Учтя пожелания Тэна и Сент-Бева, а также решая собственные творческие задачи, Золя задумал выступить в «Мадлене Фера» с «научным» обоснованием брака и христианской морали. «Религия и мораль говорят человеку: „Ты проживешь жизнь с одной женщиной“. Наука же в свою очередь подтверждает: „Твоя первая жена будет и единственной“. Я лишь применил эту научную теорию и полагаю, что создал полезную, честную книгу», — разъяснял Золя замысел своего романа.

Осуществляя этот замысел, Золя обратился к ранее написанной им, но неопубликованной нравоучительной пьесе «Мадлена», которая и послужила основой для романа. Пьеса создавалась в 1865 году вслед за тематически близкой ей «Исповедью Клода».
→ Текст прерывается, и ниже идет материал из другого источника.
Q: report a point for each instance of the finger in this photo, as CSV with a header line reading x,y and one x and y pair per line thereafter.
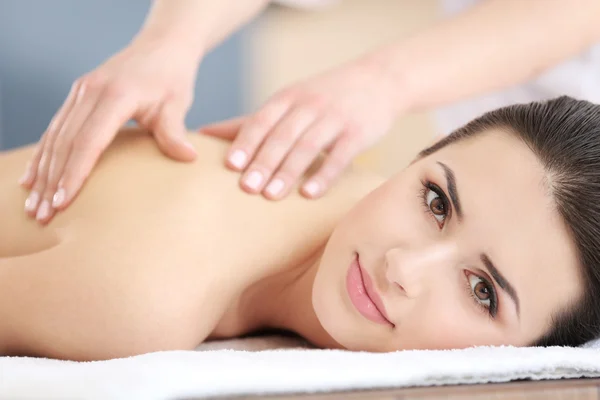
x,y
88,145
252,133
57,121
303,154
170,133
227,130
39,165
57,153
342,154
275,147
Правда, моралистическая нацеленность пьесы «Мадлена» и романа «Исповедь Клода» различна. Клод, обращаясь к неискушенным сверстникам, назидательно предостерегал: избегайте этих ужасных лореток, они способны отравить ваше сердце коварством, низостью и изменой. В «Мадлене» Золя намеревался реабилитировать девушку, которую случай бросил на улицу. Мадлена — сирота. В Париже ей встретился студент-медик Жак Готье (в романе — Жак Бертье), а также Франсис Юбер (в романе — Гийом де Виарг), которого она полюбила. Они обвенчались и зажили счастливо. Неожиданно появляется Жак Готье, и идиллия разрушается. Франсис открывает тайну своего брака матери. Г-жа Юбер шокирована. Она не в силах простить невестку. Мадлена же, равнодушная к Жаку, любящая Франсиса, жаждет искупления за прежнюю ошибку. Она глотает стрихнин. Над ее телом служанка Вероника (в романе — Женевьева) произносит зловещие слова: «Бог никогда не прощает!»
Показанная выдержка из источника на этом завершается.